\[\newcommand{\var}{\text{Var}} \newcommand{\E}{\text{E}} \newcommand{\diag}{\text{diag}} \newcommand{\cov}{\text{Cov}}\]

# About

Recently, we encountered a data matrix with correlated columns. To account for this, we thought about performing SVD on the matrix and then regressing out the left singular vectors from the columns (or equivalently regressing out the right singular vectors from the rows).

It turns out that we could removing a lot of correlation after regressing out top N PCs (which captures about 50% PVE). But the issue is that this approach is not removing all of the correlations. There are some left over correlations that cannot be removed by PCA (in our case we ended up having block wise diagonal correlation).

And if we focus on the block of features that have remaining correlation and perform PCA for them, we cannot furthre remove any correlation anymore.

Now that the question is why PCA works at first but fails afterwards.
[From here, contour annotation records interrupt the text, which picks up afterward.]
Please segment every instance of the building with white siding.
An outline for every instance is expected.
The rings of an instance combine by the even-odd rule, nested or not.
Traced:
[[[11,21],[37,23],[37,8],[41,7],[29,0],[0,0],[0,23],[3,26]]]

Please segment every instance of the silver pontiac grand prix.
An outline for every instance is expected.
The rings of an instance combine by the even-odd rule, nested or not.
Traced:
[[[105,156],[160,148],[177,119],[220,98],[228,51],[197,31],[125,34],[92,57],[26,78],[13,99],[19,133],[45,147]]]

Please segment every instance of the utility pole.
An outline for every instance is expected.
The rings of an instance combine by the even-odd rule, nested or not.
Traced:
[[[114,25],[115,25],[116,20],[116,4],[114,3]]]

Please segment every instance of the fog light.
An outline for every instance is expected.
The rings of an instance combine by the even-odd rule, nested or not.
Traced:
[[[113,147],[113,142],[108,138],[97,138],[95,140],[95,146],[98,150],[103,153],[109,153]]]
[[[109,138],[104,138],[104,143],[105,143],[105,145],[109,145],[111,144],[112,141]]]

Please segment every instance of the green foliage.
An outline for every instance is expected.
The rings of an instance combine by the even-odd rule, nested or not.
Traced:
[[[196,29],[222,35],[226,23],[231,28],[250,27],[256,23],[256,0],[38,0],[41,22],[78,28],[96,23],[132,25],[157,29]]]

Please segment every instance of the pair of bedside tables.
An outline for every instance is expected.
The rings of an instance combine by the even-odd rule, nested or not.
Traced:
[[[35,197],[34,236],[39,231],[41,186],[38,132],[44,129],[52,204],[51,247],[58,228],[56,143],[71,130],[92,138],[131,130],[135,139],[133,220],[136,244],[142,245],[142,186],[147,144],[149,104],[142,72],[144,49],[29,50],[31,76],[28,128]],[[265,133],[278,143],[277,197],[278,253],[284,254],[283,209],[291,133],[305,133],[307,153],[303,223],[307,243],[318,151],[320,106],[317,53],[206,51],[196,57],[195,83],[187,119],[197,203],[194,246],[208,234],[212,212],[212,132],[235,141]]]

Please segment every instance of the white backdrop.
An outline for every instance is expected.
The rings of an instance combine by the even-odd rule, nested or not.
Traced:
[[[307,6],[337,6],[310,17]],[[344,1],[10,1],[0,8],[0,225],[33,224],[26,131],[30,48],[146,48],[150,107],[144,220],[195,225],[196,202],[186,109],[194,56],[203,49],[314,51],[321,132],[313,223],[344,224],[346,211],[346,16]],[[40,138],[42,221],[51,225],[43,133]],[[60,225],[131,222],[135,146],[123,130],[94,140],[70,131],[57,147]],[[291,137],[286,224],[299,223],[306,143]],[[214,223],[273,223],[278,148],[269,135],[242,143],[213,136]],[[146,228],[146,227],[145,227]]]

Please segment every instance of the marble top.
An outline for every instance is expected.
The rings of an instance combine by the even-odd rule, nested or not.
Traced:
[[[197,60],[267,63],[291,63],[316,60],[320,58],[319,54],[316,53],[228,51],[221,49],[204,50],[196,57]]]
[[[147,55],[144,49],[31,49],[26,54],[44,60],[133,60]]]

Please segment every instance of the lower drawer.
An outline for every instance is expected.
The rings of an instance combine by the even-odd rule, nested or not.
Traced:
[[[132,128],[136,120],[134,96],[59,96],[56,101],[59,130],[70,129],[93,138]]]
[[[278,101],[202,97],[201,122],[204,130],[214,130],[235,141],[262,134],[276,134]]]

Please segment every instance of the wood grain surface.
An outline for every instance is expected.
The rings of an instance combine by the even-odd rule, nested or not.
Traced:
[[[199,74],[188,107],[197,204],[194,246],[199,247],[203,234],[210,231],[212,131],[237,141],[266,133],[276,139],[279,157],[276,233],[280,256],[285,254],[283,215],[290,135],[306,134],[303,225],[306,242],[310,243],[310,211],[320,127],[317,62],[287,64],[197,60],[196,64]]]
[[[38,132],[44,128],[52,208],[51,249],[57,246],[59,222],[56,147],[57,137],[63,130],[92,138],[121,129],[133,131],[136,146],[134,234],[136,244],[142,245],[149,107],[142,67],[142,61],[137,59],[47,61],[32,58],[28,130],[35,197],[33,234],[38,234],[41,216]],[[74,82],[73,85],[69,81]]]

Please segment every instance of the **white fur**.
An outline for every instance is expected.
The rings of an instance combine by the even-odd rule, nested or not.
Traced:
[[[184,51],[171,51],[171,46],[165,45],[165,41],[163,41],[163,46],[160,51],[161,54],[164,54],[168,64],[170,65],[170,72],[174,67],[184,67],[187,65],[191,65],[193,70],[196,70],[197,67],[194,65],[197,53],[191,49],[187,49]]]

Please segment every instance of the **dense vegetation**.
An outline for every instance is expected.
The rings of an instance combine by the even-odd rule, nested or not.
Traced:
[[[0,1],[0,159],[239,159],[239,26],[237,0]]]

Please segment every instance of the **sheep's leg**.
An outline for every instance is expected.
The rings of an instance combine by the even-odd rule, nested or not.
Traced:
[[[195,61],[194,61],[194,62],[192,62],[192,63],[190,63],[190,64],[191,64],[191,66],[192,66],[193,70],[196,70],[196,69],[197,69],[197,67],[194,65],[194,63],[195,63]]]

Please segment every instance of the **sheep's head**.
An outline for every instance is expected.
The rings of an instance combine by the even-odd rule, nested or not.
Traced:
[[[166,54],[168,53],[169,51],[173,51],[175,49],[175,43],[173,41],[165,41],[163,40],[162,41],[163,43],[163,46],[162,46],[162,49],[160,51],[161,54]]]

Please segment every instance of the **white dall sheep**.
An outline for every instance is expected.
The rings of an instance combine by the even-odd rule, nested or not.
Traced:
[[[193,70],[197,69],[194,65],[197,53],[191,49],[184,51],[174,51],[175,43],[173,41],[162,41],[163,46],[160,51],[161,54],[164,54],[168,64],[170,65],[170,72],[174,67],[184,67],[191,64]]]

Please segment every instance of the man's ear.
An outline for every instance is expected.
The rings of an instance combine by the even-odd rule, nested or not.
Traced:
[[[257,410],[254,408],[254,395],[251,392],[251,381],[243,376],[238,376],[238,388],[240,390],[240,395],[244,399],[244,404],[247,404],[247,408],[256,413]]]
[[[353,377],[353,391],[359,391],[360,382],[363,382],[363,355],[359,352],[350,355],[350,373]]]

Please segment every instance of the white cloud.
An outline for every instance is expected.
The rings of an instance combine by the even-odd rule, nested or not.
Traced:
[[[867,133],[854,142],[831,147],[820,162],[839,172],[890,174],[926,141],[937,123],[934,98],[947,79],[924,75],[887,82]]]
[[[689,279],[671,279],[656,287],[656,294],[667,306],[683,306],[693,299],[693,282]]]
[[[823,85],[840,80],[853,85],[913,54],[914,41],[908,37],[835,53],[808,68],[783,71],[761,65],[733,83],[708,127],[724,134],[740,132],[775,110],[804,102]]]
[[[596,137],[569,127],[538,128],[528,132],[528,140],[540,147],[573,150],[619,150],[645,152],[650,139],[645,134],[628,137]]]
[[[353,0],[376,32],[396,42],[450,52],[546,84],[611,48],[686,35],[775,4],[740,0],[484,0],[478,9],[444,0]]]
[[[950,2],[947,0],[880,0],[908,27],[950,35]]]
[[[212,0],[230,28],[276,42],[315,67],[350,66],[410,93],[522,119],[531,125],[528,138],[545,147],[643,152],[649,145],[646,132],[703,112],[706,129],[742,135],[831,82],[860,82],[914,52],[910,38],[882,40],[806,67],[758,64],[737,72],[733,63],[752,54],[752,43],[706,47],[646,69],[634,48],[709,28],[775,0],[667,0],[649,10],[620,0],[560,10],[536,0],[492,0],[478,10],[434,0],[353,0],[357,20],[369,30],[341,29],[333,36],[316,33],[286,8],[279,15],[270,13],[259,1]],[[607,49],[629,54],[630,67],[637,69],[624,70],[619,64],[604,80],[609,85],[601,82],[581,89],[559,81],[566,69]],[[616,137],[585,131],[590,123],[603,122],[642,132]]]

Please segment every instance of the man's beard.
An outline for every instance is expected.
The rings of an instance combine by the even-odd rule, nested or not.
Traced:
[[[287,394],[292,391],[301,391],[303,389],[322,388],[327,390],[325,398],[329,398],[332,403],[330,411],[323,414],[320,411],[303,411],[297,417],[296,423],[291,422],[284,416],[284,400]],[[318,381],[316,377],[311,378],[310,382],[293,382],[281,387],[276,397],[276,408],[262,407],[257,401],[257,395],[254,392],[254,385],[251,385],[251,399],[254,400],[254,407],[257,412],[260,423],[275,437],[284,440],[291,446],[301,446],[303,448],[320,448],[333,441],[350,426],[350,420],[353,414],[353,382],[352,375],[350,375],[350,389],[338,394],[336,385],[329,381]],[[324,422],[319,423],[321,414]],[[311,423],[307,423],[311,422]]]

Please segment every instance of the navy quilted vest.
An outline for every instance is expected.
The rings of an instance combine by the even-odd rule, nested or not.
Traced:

And more specifically, we want to know with what data pattern/characteristic, the PCA approach works and when it could not work out.

Here, I do a very simple exploration on this problem. The arguments to deliver are the following:

- When regressing out PCs removes the correlation structure, it captures the common factors shared by almost all features.
- When the features do not share common factor, this approach could fail.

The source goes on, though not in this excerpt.